A ciência é ideológica quando, exorbitando de sua competência sobre o fato físico, luta contra a existência de Deus, que não é físico, ou quando endeusa e mitologiza o cientista, ou justifica formas de racismo e eugenismo pelo manuseio indiscriminado de genes (fonte: ibidem).
É interessante observar o filósofo e teólogo Antonio Marchiori, quando aponta as patologias da religião como as da ciência. Ex: as guerras religiosas, a intolerância intelectual, os excessos no poder temporal, a ganância de ministros no culto, as incoerências na prática diária, as neuroses etc. Por outro lado, ele aponta as patologias da razão nos dois últimos séculos, ou seja: guerras mundiais com milhões de mortos, holocaustos atômicos, campos de extermínio, ditaduras fascisto-nacionalistas e comunistas; estresse, loucuras, infelicidades familiares, sociais, injustiças, criminalidade econômica, deterioração do ambiente, etc.
Diante de tudo isso, só nos resta dizer que precisamos reerguer nosso mundo decaído em todos os segmentos. Entretanto, um dos elementos fundamentais para solucionar as aberrações da atual civilização é a educação das novas gerações para a virtude, aos valores e ao cultivo de uma fé madura, sem fanatismos, pois são fatores decisivos na mudança de paradigma em que haja um comprometimento de todos, começando pelas famílias, escolas e universidades (sejam confessionais ou não), através da disciplina como meio e não como fim. Esse deve ser um trabalho conjunto do Estado, das religiões e todas as organizações vivas em vista de um mundo novo, fraterno e em que se possa respirar paz e sentido de vida.

CONSTRUIR UMA NOVA CIVILIZAÇÃO SEM DEUS É UM FRACASSO

Na tarde do dia 5 de Junho de 2010, em Nicósia, no Médio Oriente, o Papa Bento XVI fez uma importante afirmação ao sugerir a forma de constituir uma única família humana, tendo presente o bem comum.

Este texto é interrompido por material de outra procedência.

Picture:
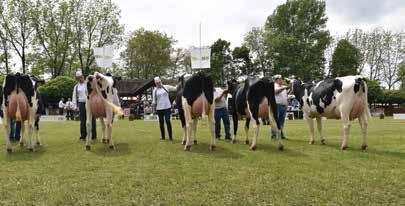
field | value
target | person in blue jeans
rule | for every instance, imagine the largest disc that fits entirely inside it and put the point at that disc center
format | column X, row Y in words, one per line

Então, focou três pontos para abrir caminhos de paz e realização para um mundo que vive fragmentado em todos os setores:

a) agir com base no conhecimento dos fatos reais;

b) desestruturar as nefastas ideologias políticas que semearam tragédias no século XX;

c) fundamentar tudo isso sobre princípios éticos da lei natural (L’Osservatore Romano, nº24, jun/10, p. 9).
A lei natural é uma semente de fé que faz parte da essência humana; portanto, não é algo que se inventou e por isso não se suprime no decurso da história, mas algo que nos aponta que nós somos muito mais, enquanto humanos, do que estamos rodeados na temporalidade histórica.
A marca do Altíssimo está por toda a parte, embora o homem contemporâneo, embebido pelo mundo das coisas, perdeu a capacidade de ver, sentir e experienciar a beleza e a presença de “ALGUÉM”, que no misterioso silêncio nos ama e se deu a conhecer através da inserção de Jesus Cristo na natureza humana, sem deixar a natureza divina. Não esqueçamos que: “Quando o homem é enquadrado na humanidade, a humanidade na Vida e a Vida no Universo, é o conhecimento que avança”(BARTOLI, A Economia a serviço da vida – Crise do Capitalismo uma Política de Civilização, p.182). Ainda estamos em tempo para uma profunda mudança histórica sem prescindir do Senhor da História.